To create a multiple run job, implement the following steps:

On the Datasets tab, select the first dataset in the Datasets list. The Multiple Run check box enables.
Select the Multiple Run check box.
The Multiple Run Attribute field enables.
Select the attribute of the dataset that is used to separate the data.
Typically, this is the attribute that represents the focus of the pattern. The Multiple Run Values and Job Thread Count field enables.
Enter value separators in a comma delimited list in the Multiple Run Values.

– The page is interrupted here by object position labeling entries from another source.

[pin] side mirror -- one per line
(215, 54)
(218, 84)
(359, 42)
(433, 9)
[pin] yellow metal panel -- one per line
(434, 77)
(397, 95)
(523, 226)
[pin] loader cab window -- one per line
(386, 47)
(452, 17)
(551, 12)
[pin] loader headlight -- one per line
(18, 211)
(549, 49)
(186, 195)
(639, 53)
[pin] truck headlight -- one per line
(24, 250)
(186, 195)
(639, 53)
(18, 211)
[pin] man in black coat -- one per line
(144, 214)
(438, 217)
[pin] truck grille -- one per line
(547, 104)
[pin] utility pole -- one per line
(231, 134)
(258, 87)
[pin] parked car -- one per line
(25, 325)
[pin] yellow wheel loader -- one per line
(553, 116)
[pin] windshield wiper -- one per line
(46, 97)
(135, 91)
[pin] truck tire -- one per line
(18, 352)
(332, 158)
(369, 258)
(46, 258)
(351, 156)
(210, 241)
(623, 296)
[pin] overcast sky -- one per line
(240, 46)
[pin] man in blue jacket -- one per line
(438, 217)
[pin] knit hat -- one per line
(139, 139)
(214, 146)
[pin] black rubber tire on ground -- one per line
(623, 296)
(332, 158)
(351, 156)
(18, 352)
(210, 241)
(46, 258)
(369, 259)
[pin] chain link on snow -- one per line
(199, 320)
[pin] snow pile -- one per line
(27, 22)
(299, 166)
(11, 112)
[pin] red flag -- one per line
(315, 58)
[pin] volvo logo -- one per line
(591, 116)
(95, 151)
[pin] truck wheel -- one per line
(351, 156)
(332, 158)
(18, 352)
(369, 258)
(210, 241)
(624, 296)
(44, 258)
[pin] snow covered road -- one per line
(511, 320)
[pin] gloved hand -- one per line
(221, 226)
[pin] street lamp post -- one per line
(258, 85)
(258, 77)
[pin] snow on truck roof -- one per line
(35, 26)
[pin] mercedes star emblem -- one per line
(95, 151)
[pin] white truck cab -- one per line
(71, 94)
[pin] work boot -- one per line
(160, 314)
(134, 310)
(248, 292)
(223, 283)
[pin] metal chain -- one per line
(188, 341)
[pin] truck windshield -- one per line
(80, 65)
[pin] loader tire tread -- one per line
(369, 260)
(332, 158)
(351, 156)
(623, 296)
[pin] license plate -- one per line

For example, for a Security-focused pattern, the data miner determines that the securities can be divided into four relatively equal buckets by dividing them alphabetically. The different buckets are A-G, H-M, N-S, and T-Z. The Multiple Run Values should be populated with G,M,S. The first thread will handle securities where the Security Internal ID is less than or equal to G. The second thread handles securities where the Security Internal ID is greater than G and less than or equal to M. The third thread will handle securities where the Security Internal ID is greater than M and less than or equal to S. The fourth thread will handle securities where the Security Internal ID is greater than S.
In the Job Thread Count field, enter the desired number of threads for this job.
This value should be less than or equal to the number of buckets specified in the Multiple Run Values field. In the previous example, four threads would be the maximum value. This value should take into account the number of buckets specified in the Multiple Run Values field, and the number of processors available on the detection machine.

Note:
Repeat the steps for each dataset in the job. The same set of values should be used for the Multiple Run Attribute, Multiple Run Values, and Job Thread Count fields for each dataset.